Mais le premier ministre Kamal al-Ganzouri a reconnu lui-même que les milliards de dollars d'aide promis par les riches pétromonarchies du Golfe ne sont pour la plupart qu'à l'état de mirage.

Nombre d'Égyptiens redoutent aussi que la générosité des Européens ne soit revue au profit du sauvetage de la zone euro.

La situation politique encore confuse du pays et les flambées régulières de violence n'encouragent ni les soutiens internationaux, ni les réformes internes.

Le pouvoir militaire est de plus en plus contesté, le gouvernement qu'il a nommé n'a plus que quelques mois à vivre avant une élection présidentielle, et les islamistes aux options économiques incertaines règnent désormais sur l'assemblée.

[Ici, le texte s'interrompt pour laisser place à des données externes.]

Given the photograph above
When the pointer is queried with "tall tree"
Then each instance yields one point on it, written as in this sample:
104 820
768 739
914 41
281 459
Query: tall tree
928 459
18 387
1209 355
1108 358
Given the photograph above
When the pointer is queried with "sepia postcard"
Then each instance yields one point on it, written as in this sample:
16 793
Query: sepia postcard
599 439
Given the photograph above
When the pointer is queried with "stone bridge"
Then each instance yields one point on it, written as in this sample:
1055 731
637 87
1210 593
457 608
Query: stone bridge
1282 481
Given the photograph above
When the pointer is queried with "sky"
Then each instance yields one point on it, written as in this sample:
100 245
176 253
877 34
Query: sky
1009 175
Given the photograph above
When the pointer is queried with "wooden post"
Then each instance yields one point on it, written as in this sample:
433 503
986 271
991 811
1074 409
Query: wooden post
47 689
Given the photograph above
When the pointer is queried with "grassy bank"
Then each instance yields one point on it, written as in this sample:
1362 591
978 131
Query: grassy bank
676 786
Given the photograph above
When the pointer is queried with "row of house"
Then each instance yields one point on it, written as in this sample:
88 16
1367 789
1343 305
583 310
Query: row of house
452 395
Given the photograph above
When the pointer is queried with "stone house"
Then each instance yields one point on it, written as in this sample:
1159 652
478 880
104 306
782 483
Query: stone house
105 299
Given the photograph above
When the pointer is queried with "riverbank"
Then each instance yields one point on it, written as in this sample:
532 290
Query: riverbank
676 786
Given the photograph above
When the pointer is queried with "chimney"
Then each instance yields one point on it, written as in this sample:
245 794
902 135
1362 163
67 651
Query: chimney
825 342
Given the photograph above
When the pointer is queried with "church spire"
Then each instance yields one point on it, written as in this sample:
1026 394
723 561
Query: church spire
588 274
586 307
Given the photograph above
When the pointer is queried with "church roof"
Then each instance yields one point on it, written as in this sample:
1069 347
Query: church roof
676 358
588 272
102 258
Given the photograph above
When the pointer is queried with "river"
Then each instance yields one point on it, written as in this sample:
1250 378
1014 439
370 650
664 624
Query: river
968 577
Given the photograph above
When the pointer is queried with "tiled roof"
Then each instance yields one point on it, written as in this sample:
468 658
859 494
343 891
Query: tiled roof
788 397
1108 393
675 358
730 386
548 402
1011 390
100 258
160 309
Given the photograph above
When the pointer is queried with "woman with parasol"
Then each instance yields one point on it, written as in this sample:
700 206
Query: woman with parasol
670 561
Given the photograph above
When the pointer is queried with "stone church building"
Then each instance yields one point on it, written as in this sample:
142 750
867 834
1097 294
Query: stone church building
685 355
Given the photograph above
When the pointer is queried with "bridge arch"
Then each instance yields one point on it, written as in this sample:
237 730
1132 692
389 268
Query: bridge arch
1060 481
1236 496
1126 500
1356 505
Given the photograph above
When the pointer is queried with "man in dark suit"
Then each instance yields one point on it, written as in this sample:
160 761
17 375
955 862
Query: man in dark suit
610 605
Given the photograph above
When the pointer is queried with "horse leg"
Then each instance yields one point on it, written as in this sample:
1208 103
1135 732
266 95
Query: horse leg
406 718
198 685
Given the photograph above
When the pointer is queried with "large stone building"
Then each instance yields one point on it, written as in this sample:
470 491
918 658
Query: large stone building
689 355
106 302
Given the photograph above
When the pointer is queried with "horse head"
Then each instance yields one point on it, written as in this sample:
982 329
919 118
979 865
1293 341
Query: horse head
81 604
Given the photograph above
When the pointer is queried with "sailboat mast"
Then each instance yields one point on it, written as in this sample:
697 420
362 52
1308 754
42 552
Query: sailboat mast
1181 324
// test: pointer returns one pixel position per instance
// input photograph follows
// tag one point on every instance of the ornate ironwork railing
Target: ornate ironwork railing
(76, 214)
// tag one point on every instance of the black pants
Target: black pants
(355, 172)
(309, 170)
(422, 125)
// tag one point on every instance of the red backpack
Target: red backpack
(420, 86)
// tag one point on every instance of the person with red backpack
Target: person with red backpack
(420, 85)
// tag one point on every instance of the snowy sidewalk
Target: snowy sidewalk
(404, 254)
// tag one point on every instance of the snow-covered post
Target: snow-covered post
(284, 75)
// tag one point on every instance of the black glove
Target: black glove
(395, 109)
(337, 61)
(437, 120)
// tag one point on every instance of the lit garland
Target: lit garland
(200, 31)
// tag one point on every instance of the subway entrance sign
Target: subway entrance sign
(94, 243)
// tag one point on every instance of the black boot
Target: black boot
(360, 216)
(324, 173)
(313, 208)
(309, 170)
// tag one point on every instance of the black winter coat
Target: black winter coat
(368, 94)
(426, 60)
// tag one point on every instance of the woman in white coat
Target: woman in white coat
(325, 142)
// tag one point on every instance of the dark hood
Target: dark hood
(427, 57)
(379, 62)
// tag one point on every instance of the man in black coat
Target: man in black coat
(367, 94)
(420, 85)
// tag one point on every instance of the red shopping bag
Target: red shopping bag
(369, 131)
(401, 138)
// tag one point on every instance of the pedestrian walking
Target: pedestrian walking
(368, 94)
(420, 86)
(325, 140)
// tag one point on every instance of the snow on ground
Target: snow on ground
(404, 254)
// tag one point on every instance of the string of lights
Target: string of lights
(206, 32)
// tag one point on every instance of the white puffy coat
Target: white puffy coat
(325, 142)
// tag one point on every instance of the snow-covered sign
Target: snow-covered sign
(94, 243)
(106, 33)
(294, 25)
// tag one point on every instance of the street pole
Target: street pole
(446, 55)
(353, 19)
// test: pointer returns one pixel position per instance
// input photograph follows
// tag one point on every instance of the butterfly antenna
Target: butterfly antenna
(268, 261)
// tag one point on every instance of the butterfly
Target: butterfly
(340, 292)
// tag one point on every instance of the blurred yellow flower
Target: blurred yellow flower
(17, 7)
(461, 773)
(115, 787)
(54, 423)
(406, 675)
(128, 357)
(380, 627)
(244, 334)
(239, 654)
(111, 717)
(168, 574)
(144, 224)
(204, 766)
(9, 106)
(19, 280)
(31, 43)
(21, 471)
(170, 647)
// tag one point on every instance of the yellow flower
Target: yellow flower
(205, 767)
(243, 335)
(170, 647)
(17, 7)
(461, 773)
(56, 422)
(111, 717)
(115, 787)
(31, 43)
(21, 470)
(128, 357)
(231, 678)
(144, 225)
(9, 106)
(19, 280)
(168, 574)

Le président de la Banque mondiale Robert Zoellick a redouté jeudi des tensions autour de l'aide internationale pour ce pays dont «les réserves sont à des niveaux bas», si les demandes de transparence et de démocratisation ne sont pas entendues.

«On a eu des gens dans les rues qui demandaient un système convenable, on a eu la destitution de Hosni Moubarak, mais on a toujours les militaires qui faisaient partie de l'ancien régime», a-t-il dit, en s'interrogeant aussi sur «comment les Frères musulmans, qui sont les grands gagnants des élections, vont gouverner».